[webkit-dev] Growing tired of long build times? Check out this awesome new way to speed up your build... soon (HINT: It's not buying a new computer)

Michael Catanzaro mcatanzaro at igalia.com
Tue Aug 29 17:14:50 PDT 2017


On Tue, Aug 29, 2017 at 3:22 PM, Olmstead, Don <Don.Olmstead at sony.com> 
wrote:
> Sure but in a corporate environment it can be a really big win. All 
> of our developers have their machines hooked up to the distributed 
> build system and we also have servers hanging out that can be used in 
> the build. This sort of thing doesn't require anyone to change how 
> they write their code which is something a unity build ends up 
> requiring.
> 
> In terms of WebKit development the only places it falls apart are in 
> the source code generation and the link.
> 
> Really I was just curious if anything like that was discussed because 
> all of this requires pretty big changes to source code. Additionally 
> there's other fun things that can happen around includes when doing a 
> unity build where a file will stop being able to be built in 
> isolation. The same thing has happened with WebCorePrefix where a 
> number of files can't be built without it.

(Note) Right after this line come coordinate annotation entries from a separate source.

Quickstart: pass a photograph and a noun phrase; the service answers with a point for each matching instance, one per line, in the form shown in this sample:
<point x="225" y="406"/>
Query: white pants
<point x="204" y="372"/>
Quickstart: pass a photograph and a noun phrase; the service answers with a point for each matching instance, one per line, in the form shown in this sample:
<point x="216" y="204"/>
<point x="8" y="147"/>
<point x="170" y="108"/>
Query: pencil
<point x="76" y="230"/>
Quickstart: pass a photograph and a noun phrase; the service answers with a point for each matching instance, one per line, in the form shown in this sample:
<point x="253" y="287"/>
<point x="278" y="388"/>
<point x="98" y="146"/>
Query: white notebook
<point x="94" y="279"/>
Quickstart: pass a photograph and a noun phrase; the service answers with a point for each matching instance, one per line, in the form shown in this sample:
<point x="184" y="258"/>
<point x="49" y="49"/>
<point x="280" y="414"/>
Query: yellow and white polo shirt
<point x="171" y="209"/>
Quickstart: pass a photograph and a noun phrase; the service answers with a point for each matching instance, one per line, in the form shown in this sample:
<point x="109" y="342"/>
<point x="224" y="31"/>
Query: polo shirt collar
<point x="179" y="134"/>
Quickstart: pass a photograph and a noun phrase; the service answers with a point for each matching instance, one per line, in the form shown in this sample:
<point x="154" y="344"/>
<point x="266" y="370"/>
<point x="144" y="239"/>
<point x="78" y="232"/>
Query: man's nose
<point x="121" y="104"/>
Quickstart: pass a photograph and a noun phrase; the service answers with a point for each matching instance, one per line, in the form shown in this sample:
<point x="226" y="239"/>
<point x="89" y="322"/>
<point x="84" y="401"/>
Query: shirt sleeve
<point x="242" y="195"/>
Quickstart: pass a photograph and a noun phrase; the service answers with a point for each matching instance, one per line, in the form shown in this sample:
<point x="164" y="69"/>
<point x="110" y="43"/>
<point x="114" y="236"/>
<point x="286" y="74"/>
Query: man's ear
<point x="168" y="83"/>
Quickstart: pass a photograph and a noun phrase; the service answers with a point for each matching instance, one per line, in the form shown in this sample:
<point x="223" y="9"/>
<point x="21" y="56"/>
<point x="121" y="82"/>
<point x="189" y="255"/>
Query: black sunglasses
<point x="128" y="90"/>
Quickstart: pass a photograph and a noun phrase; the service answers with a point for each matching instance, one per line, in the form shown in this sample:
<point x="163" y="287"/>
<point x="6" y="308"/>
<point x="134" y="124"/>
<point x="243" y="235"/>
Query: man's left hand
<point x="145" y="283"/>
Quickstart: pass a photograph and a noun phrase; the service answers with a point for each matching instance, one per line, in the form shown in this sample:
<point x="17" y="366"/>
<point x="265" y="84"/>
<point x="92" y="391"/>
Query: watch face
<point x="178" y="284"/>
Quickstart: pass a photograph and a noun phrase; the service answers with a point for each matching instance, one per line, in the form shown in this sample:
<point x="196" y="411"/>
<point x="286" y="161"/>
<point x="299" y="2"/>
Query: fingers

I think Keith's new plan for unity builds, which doesn't require major 
changes to our source code, should work out fine, and hopefully save us 
from investing in Threadrippers....

Now, distributed builds are a great idea. We use them at Igalia. A 
couple years ago, when we had enough laptops in the office at the same 
time, I saw a clean build of WebKit performed in under five minutes! 
The main limitation is they are not useful for individual contributors. 
GNOME developers complain all the time about how long it takes to build 
WebKit. Distributed builds won't help there. They also don't help 
distributed workers. Most of us at Igalia work from home and only 
benefit from distributed builds when visiting our office.

We discussed distributed builds at the Contributor's Meeting two years 
ago. I believe the main limitation at the time was that they were not 
well-supported by XCode, and many Apple developers had only limited 
interest at the time in switching to CMake. Since the unified build 
proposal also requires CMake, it sounds like that situation may have 
changed. I would certainly recommend that Apple consider distributed 
builds *in addition* to switching to unified builds.

And then we can delete those XCode projects and have one build system 
to rule them all. Muahahaha! Evil laughter!